Real, the world's wealthiest club by revenue, will always be measured against Barca, the second richest, where Mourinho was an assistant to Bobby Robson and Louis van Gaal in the late 1990s.
Domingo Olivo de Miguel, director of business development at Havas Spain, said early indications suggested Vilanova, who took over from Pep Guardiola at the end of last season, was having a positive impact on the Catalan club's image.
A quiet, thoughtful and intensely private character in stark contrast to Mourinho, Vilanova temporarily stepped aside this week following the news that he needs surgery and chemotherapy on his saliva glands.
A product of Barca's youth academy and a club man through and through, he is seen as a strong advocate of bringing young players through from within rather than buying in from outside, another contrast with Mourinho who is perceived as much more focused on getting quick results.
"It's also true that much of the return from (Barca's) management strategy is inherited," Olivo de Miguel said, pointing to Guardiola's success during his four-year stint in charge and the performances of a hugely gifted generation of players like Lionel Messi, Xavi and Andres Iniesta.
"Whatever the case, Barca can rely on a more balanced, more successful and more sustainable strategy for the development of their product."
Mourinho has made no secret of his desire to return to coach in England and has also been linked with big-spending French club Paris St Germain.
If he did leave under a cloud, the immediate impact on Real would be a painful economic one, equivalent to the tens of millions of euros it costs to sign a top player, Olivo de Miguel said.
"In terms of the stability of the sporting and institutional project, it would also not be in the club's interest to see him leave in the short term," he added.

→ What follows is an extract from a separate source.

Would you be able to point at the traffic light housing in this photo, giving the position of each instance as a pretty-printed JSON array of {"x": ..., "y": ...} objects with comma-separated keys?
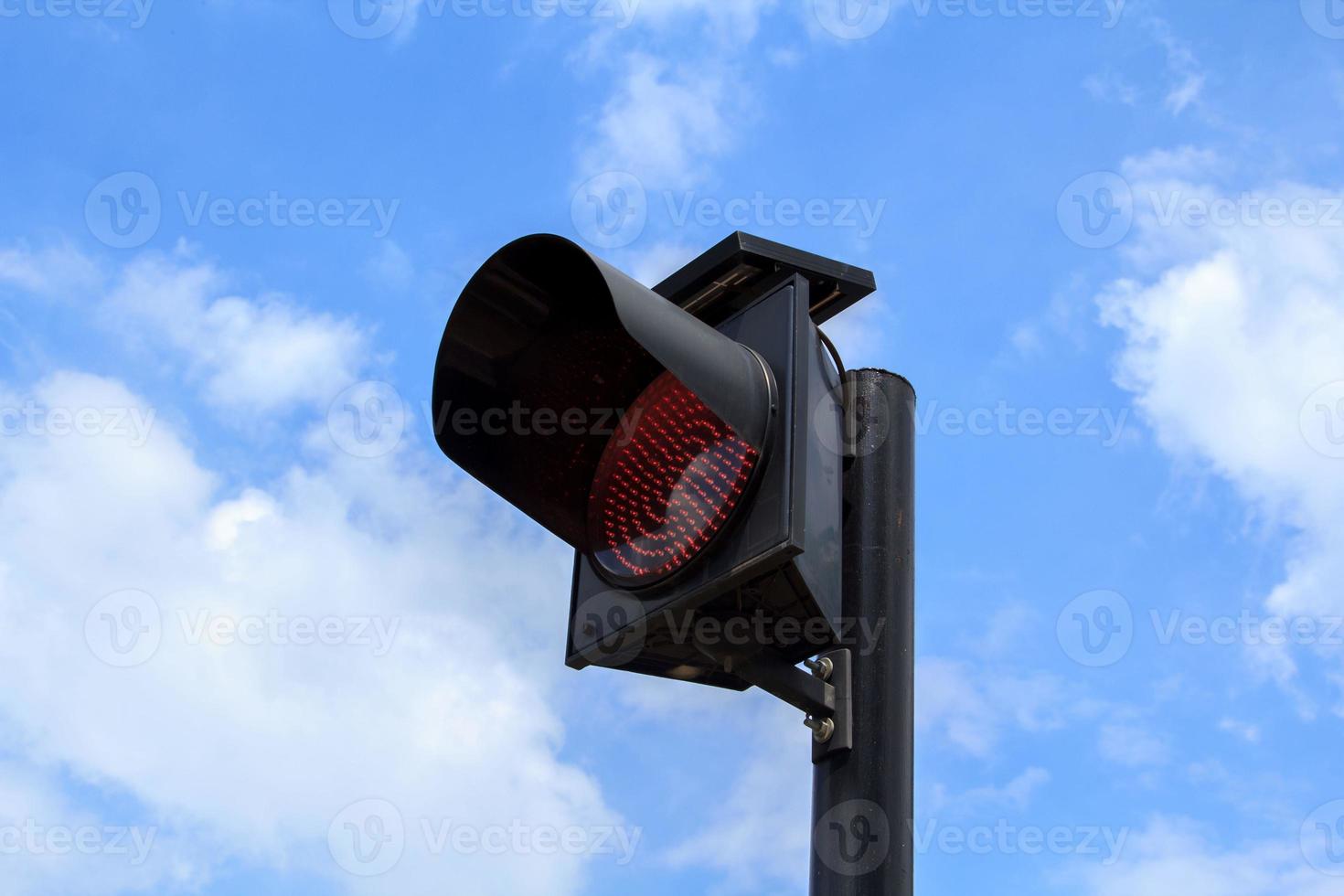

"Over the longer term, it would be advisable for the club to control the negative aspects of his management, let Mourinho finish his project and begin to put together alternative strategies for the future if Mourinho's management does not meet expectations."
Gracia de Castro concluded: "A hypothetical Mourinho exit would be traumatic above all for the stability of the sporting project, which is the foundation of everything.
"It should be much easier to correct some of the most controversial aspects of his external image than find a new coach and start from scratch.